Die Anfahrt ist die gleiche, nur diesmal fahren wir in den Norden der Berge. Um 14:00 Uhr steigen wir an der Endstation vom Bus mitten im Nirgendwo aus.
Ich bin froh, dass ein kleines Hinweisschild meine Recherche, dass es hier einen tollen Wanderweg geben soll, bestätigt. Und Achim ist noch viel froher.
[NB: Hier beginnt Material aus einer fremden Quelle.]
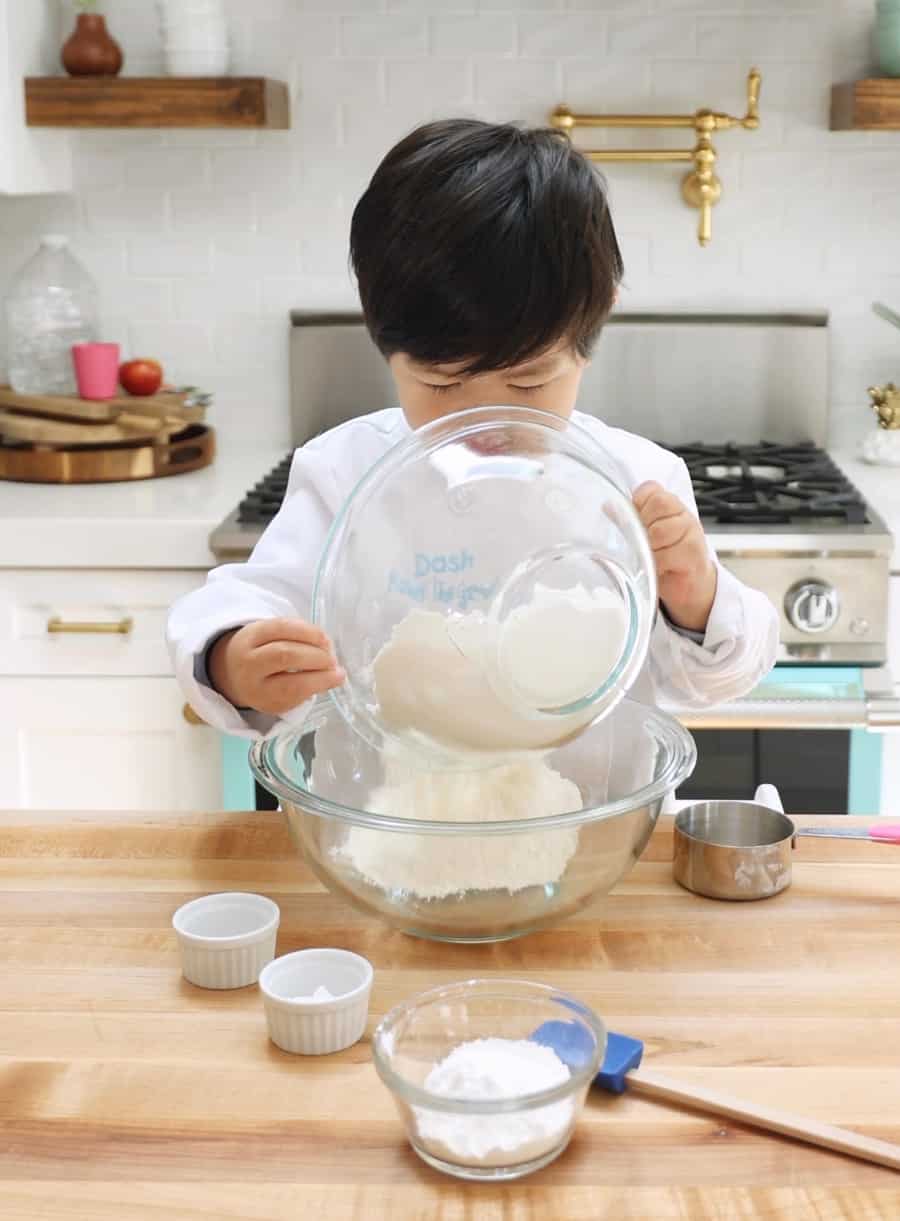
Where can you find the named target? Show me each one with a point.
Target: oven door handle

An der Nordflanke vom Anaga bleiben fast jeden Tag die Wolken hängen, aber wir haben Glück und es sind nur hin und wieder ein paar leichte Nebelschwaden unterwegs. Allerdings reichen diese aus, um es auf 800 Meter und im Schatten der Lorbeerbäume deutlich frischer als letzte Woche sein zu lassen.

Bedingt durch die viele Feuchtigkeit der Wolken ist die Wanderstrecke nicht so lieblich. Es dominiert Farn in allen Größen und Blattformen. Dazwischen wuchert Moos und überzeiht alles mit dicken Schichten. Wie ein Pelz sind Bäume und Äste umhüllt.
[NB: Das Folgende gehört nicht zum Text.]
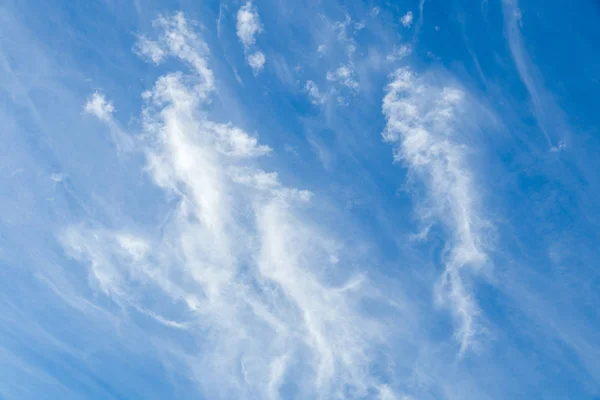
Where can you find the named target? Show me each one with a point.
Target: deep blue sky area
(393, 200)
Im Norden ist das Gebirge schroff, steil und so entsprechend ist unser Weg deutlich anstrengend. Zahlreiche Serpentinen nehmen zwar etwas Gefälle aus dem Weg, aber wir müssen permanent abbremsen. Dieser Weg, der Camino de las Vueltas, diente früher zum Transport von Zuckerrohr nach La Laguna. Bereits 1502 wurde im abgelegenen Taganana-Tal eine Zuckerrohrfabrik gegründet und die Gegend wurde zur Hochburg des Zuckerrohr-Anbaus. Man sagt, dass der Camino so viele Kurven habe, wie das Jahr Tage hat.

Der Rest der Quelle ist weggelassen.